The New York Times:
Dozens of flash sites are now catering to niches, be it Zulily (children’s goods), One Kings Lane (home furnishings) or JackThreads (men’s wear). At the same time, a new crop of members-only sites that look just like flash sales (they send daily e-mail blasts and dangle items for a limited time in glossy virtual storefronts) has emerged. Except that these sites don’t offer deep discounts. In fact, they don’t offer discounts at all.
“We never even considered ourselves a flash-sale site,” said Jason Goldberg, chief executive of Fab.com, a member’s-only site that resembles a flash sale but is, as he put it, a “lifestyle shop” filled with vintage housewares and the sorts of clever items one might find in the Museum of Modern Art gift shop or on Etsy.com. It’s “very different from the T. J. Maxx and Filene’s Basement bring-it-online model,” said Mr. Goldberg, whose company recently announced it had raised $105 million in new financing.
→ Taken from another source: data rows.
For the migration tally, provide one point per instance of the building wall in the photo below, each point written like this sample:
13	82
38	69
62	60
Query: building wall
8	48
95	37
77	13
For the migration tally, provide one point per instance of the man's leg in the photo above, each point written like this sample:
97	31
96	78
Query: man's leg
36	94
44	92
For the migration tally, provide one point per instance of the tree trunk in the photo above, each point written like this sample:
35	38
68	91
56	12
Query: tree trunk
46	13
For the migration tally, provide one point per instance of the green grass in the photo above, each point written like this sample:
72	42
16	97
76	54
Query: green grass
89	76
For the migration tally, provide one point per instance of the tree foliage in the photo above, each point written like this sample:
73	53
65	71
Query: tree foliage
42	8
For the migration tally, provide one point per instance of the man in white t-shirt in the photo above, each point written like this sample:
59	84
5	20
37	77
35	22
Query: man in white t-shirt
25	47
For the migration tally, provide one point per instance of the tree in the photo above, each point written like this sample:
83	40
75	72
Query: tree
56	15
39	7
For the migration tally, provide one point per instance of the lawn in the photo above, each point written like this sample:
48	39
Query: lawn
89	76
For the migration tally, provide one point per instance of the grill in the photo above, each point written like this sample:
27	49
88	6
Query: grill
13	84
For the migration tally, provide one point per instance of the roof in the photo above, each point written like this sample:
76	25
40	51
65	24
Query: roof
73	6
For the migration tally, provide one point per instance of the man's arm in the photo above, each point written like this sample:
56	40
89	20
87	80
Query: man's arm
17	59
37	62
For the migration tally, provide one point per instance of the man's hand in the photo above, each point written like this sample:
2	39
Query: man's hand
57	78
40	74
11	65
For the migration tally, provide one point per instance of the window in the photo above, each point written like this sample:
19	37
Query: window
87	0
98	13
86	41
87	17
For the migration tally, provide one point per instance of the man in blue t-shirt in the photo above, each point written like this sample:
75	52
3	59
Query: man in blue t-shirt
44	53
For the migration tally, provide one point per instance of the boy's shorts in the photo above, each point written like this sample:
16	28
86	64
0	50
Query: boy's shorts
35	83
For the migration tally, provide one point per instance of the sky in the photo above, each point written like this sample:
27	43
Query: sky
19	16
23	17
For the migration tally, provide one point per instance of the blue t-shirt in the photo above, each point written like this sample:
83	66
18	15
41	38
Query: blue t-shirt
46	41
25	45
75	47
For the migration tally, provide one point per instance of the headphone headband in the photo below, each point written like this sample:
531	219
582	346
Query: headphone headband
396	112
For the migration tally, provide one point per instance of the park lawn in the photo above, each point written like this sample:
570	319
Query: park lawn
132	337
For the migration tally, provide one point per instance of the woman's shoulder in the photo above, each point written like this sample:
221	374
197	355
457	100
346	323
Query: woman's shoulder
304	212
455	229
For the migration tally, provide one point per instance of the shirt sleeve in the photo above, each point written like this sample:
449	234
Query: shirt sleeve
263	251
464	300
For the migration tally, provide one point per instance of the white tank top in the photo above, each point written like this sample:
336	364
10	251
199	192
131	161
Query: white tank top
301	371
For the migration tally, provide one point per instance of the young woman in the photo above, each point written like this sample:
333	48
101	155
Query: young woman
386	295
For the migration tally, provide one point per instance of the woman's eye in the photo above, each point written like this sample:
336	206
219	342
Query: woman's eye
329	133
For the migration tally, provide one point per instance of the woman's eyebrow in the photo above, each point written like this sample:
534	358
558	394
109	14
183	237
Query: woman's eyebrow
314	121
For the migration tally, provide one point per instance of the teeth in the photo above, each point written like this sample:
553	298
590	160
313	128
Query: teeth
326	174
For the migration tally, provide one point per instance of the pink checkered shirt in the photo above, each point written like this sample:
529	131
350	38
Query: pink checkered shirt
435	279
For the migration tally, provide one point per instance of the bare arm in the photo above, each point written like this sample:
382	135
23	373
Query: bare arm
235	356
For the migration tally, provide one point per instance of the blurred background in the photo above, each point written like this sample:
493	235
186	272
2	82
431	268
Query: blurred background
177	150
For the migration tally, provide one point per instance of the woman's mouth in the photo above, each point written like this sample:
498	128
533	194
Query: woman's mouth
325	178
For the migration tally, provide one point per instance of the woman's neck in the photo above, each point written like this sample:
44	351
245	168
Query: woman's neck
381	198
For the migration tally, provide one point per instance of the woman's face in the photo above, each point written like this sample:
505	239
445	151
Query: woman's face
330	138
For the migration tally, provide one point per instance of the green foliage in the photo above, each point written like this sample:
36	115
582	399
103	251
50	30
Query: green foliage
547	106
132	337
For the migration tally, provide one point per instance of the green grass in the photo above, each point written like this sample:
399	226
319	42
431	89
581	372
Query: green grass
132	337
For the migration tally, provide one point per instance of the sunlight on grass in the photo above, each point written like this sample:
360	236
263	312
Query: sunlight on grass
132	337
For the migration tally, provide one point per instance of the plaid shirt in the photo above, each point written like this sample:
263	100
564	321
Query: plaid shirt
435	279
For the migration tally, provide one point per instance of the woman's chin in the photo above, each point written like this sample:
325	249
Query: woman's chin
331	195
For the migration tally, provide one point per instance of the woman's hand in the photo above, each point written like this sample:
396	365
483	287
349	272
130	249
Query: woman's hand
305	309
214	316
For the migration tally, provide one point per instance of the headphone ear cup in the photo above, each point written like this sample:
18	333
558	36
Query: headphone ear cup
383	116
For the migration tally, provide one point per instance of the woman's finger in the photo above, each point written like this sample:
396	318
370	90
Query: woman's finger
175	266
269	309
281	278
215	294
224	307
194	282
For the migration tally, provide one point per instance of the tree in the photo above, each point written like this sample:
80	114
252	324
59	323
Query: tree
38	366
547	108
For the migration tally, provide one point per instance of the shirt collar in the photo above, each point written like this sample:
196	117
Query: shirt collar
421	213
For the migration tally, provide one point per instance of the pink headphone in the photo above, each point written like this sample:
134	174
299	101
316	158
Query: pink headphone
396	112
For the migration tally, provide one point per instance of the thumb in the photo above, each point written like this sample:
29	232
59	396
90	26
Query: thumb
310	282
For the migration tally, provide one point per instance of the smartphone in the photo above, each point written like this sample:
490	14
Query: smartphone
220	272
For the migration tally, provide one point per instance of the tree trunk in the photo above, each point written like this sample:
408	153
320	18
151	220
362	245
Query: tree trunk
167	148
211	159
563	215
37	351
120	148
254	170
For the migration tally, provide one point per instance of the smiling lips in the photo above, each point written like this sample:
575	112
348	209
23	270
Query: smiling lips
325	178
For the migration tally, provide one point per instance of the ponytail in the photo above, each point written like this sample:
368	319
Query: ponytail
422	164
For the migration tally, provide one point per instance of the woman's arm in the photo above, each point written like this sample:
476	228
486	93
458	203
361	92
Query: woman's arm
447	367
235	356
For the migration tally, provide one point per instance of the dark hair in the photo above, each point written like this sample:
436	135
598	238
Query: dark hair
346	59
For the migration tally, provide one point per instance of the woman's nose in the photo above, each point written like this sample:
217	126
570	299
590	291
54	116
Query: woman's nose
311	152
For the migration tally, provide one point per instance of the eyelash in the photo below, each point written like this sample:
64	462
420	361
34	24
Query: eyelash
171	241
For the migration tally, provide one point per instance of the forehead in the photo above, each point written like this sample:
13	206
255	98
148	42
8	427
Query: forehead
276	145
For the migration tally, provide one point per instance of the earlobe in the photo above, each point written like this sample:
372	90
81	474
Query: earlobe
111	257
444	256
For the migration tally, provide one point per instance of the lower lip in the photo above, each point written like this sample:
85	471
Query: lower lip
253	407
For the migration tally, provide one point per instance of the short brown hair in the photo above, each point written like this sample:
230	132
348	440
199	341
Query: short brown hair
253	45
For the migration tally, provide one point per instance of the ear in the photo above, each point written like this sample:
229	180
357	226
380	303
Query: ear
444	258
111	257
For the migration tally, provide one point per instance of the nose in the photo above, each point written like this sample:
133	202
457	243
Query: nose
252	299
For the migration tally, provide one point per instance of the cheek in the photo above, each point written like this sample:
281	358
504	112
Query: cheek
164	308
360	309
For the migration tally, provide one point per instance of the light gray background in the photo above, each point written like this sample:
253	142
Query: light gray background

Kit Yarrow, a consumer psychologist, an author of “Gen BuY” and chairwoman of the psychology department at Golden Gate University in San Francisco, said Fab was catering to what shoppers crave. “Yes, it helps that it’s a good price,” she said, “but I think their ability to cultivate a collection that’s really appealing and unusual appeals to what’s been missing in shopping for a while: that feeling that you’re going on a treasure hunt. That’s long been one of the primary joys of shopping for people.”